Here’s what Krugman had to say:
“Yet in the 1950s incomes in the top bracket faced a marginal tax rate of 91, that’s right, 91 percent, while taxes on corporate profits were twice as large, relative to national income, as in recent years…Paul Ryan and many other modern conservatives are devotees of Ayn Rand. Well, the collapsing, moocher-infested nation she portrayed in Atlas Shrugged, published in 1957, was basically Dwight Eisenhower’s America.
Strange to say, however, the oppressed executives Fortune portrayed in 1955 didn’t go Galt and deprive the nation of their talents. On the contrary, if Fortune is to be believed, they were working harder than ever. And the high-tax, strong-union decades after World War II were in fact marked by spectacular, widely shared economic growth: nothing before or since has matched the doubling of median family income between 1947 and 1973.
There are, let’s face it, some people in our political life who pine for the days when minorities and women knew their place, gays stayed firmly in the closet and congressmen asked, ‘Are you now or have you ever been?’ The rest of us, however, are very glad those days are gone. We are, morally, a much better nation than we were.”
Not only is Krugman implying some weird, tenuous connection between cutting taxes and hating minorities and women, but he is also saying that the tax rates of the 1950’s led to an unprecedented economic growth.
First off, let’s talk about his implication. He’s insane. Does anymore need to be said? Nope. Now on to the substance, if you can call it that.
Krugman makes the claim that a 90% tax rate contributed to an economic boom in the 1950’s. Here’s why he’s incorrect:
1. He is forgetting that the 1950’s came just after WWII. Post WWII, the rest of the manufacturing world was crippled and the US dominated in that regard.
2. According to James Pethokoukis, of AEI.org, the growth rate of the 1950’s wasn’t quite as great as Krugman makes it out to be. The rate of economic growth from the year 1951-1960 stood at just 3.0%, which is below average when compared with the long-term trend from 1947-2007. In addition, the United States suffered 3 recessions during that decade.
3. Raising taxes on the “very wealthy,”–or top 0.5%–to the levels seen in the 1950’s would not bring in enough revenue to make a dent in our debt.

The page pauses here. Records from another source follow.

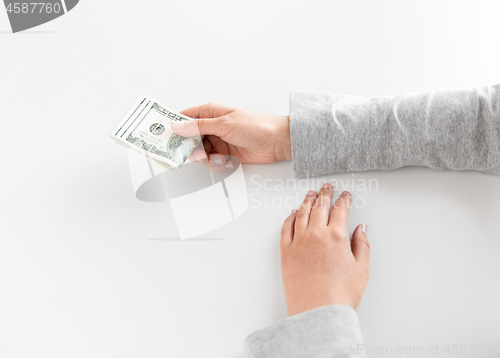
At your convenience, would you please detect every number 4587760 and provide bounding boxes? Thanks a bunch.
[7,2,62,14]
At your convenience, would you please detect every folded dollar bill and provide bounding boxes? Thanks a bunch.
[110,96,201,169]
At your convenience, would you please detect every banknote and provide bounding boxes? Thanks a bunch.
[110,96,201,169]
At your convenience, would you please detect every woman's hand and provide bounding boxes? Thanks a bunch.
[171,103,292,166]
[281,184,370,315]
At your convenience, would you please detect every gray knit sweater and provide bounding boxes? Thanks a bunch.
[245,85,500,358]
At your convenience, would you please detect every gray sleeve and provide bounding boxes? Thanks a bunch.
[245,305,365,358]
[290,84,500,178]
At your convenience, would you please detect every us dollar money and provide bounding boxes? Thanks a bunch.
[110,96,201,169]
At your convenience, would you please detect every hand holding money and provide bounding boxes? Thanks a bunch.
[171,103,292,165]
[110,96,292,171]
[110,96,201,169]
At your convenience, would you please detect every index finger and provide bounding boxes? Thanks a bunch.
[180,102,233,118]
[328,191,352,232]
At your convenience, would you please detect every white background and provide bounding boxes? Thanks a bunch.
[0,0,500,358]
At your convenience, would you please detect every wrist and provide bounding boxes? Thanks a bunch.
[276,116,292,162]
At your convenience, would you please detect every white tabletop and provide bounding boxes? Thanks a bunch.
[0,0,500,358]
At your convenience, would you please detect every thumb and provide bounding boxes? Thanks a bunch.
[170,117,222,137]
[351,224,370,265]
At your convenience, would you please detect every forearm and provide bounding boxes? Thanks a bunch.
[245,306,365,358]
[290,85,500,178]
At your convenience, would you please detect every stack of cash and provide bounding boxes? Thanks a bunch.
[110,96,201,169]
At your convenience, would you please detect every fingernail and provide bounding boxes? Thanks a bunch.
[170,121,184,129]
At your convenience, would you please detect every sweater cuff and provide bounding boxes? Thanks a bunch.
[245,305,365,358]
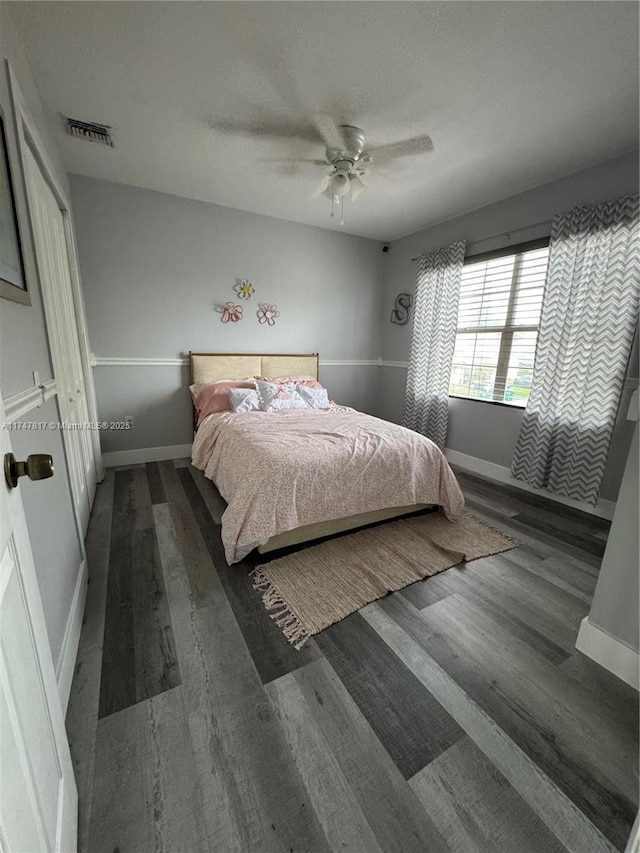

4. When JFK came into office, he lowered taxes, and there was an economic boom. If things were so wonderful in the previous decade, a boom would not have been needed, nor would it have occurred.
5. Finally, according to The Wall Street Journal, the most revenue raised as a percentage of GDP was when taxes were at a record low. From 1997-2002, the low/high tax percentages stood at 15/39.6, yet raised the most revenue at 9.4 percent of GDP.
Paul Krugman is on the fringe, so why bother discussing him? Because many people listen to him. He writes for the NY times, and has many believing his nonsense. By breaking down and summarily discarding his “arguments,” we can do our part to discredit this lunatic. It may seem like a wasted effort, but every fight counts.